If you’re like me, you’re always on the lookout for the next amazing opportunity. Be it a new horse, a new trainer, or a position as WFP’s working student (I dream about it). So, when that super expensive imported warmblood pops up on your Facebook feed for half the cost, you want it right? That is, until you remember your parent’s famous words- “We can only afford one horse.”
Here’s where the problem comes. We all love our first horse, even though he’s too old and sore to compete above training level. Try all you want to fight with your parents but the truth is, they don’t see horses like you do. In their minds, horses are money-vacuums (they also cause you to track mud through the house when you get in from the barn, clogging and eventually breaking the real vacuum).

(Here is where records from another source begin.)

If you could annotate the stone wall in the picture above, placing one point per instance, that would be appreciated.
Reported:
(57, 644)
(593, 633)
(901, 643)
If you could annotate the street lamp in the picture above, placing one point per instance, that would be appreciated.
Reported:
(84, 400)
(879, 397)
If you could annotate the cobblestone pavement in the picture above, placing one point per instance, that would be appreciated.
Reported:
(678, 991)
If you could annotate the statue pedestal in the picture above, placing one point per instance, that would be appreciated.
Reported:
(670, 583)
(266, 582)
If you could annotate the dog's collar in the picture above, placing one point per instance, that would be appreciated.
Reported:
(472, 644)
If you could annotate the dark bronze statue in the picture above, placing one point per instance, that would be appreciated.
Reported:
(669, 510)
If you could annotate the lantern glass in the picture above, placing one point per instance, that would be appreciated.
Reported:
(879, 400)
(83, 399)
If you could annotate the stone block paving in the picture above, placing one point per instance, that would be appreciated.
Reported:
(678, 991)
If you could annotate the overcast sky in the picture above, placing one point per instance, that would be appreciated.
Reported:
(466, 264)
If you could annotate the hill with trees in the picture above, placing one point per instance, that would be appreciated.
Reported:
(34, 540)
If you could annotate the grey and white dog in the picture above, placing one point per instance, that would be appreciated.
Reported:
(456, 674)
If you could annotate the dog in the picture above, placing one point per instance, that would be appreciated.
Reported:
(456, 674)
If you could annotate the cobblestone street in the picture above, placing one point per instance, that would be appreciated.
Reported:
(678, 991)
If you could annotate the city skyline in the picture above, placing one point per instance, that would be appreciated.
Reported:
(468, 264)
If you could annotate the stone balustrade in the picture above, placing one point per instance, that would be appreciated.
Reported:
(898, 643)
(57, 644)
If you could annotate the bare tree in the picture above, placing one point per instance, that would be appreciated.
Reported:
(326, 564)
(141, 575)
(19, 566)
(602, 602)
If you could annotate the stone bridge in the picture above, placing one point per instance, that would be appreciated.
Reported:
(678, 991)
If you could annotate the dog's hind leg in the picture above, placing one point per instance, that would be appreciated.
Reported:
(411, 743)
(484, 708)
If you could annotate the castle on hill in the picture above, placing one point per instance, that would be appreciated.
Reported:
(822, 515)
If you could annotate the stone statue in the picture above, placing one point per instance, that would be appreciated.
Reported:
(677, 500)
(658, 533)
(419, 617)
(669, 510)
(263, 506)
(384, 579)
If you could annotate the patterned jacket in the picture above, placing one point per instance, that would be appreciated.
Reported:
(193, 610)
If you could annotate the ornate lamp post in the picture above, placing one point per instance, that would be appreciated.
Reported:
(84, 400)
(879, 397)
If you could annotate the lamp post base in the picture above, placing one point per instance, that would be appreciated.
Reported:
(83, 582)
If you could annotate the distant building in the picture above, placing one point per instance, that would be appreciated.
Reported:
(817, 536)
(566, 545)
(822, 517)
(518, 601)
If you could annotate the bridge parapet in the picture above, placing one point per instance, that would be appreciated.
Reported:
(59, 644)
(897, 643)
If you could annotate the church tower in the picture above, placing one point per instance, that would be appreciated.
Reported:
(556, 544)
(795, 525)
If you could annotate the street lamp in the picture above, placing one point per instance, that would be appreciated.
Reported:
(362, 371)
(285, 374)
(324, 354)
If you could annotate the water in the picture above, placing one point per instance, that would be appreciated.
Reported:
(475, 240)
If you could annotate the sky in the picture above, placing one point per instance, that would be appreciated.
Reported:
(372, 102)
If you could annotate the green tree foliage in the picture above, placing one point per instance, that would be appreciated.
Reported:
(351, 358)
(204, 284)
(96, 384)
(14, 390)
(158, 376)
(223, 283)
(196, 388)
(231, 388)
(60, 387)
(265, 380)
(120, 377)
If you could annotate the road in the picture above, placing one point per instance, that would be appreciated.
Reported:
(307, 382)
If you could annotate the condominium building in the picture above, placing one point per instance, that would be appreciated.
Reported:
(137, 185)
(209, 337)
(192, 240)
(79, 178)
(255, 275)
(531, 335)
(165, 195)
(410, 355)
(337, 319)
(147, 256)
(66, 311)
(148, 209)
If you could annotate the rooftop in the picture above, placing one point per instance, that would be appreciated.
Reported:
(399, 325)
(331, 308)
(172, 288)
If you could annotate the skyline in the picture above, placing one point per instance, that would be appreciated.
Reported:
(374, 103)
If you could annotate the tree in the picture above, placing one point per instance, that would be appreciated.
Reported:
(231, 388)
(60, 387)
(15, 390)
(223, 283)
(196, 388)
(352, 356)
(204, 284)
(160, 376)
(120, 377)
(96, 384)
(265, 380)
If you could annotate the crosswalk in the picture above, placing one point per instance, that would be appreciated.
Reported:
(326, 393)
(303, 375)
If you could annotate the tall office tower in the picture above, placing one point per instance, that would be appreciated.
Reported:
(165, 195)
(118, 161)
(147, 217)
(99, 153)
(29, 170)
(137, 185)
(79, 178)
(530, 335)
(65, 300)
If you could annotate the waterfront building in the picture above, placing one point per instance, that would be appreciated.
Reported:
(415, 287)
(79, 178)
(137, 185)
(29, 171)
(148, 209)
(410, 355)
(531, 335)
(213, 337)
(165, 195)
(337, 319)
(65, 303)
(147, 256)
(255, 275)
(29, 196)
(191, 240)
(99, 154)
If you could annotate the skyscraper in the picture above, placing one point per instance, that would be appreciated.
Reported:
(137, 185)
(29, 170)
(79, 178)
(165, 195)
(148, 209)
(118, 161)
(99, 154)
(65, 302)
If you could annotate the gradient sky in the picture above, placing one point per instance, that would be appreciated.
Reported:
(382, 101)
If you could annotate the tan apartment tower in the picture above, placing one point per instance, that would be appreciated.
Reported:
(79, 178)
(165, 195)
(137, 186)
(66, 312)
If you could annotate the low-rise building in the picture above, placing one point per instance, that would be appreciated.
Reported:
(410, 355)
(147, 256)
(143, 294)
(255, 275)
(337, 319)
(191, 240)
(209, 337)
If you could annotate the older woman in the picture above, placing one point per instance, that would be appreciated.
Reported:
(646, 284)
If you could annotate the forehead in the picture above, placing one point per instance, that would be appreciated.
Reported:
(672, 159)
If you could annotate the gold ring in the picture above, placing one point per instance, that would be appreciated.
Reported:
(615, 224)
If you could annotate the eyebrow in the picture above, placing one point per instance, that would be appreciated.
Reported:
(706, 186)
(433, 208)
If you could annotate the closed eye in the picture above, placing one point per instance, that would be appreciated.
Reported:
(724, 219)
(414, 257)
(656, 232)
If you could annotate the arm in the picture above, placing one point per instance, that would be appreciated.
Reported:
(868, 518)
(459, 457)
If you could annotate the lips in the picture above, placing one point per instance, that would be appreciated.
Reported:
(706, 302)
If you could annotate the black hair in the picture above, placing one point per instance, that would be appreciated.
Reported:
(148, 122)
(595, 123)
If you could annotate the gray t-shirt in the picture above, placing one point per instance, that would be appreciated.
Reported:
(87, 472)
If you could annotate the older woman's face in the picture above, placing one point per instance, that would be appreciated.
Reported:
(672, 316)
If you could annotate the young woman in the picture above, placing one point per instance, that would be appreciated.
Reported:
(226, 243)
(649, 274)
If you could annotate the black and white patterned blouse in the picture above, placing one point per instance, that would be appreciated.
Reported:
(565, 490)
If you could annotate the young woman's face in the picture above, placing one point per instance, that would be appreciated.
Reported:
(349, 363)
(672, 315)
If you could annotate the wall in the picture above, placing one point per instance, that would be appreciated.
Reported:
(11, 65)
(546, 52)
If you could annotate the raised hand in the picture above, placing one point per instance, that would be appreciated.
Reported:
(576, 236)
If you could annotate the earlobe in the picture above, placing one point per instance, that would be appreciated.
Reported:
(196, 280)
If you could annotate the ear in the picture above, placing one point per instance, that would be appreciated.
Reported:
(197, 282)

You’re faced with a horrible and seemingly impossible decision- let go of your best friend for the other horse, or be happy staying at training? How could you ever give up this horse that has introduced you to the event world, even if he’s never won you a ribbon? Plus, you’re doing it all for a horse that is smarter and better than you. The famous words that Ralph Hill screamed at me when I didn’t change my lead fast enough have always stuck with me- “You’re SUPPOSED to be smarter than the horse.” It is hard to accept that an animal that has been-there-done-that 5,000 times with 5,000 kids is going to take over on cross country and it’s for your own safety. So do you really want to give up your dull, micromanaged horse for that? I personally don’t like being outsmarted by a horse, but it happens frequently. But then again, you have to think how awesome this will be for you to hopefully move up and grow as a rider.
So what do you do? Think about it. This old guy is really holding you back. If you actually have the potential that you think you do, wouldn’t it be better to let him go to a new little girl that will dress him in pink sparkles and peace signs? Plus, she will totally let you visit whenever you want. Then two little girls are happy. You get an amazing teacher (honestly, horses are better trainers than trainers), and she gets to spoil this old gelding with Stud Muffins and sugar cubes. In the end it will all work out because your new packer won’t let you pick a distance even if you see a good one- it’s for your own safety, so thank him.
Just don’t forget to grab mane- you never know when he’ll see that long distance.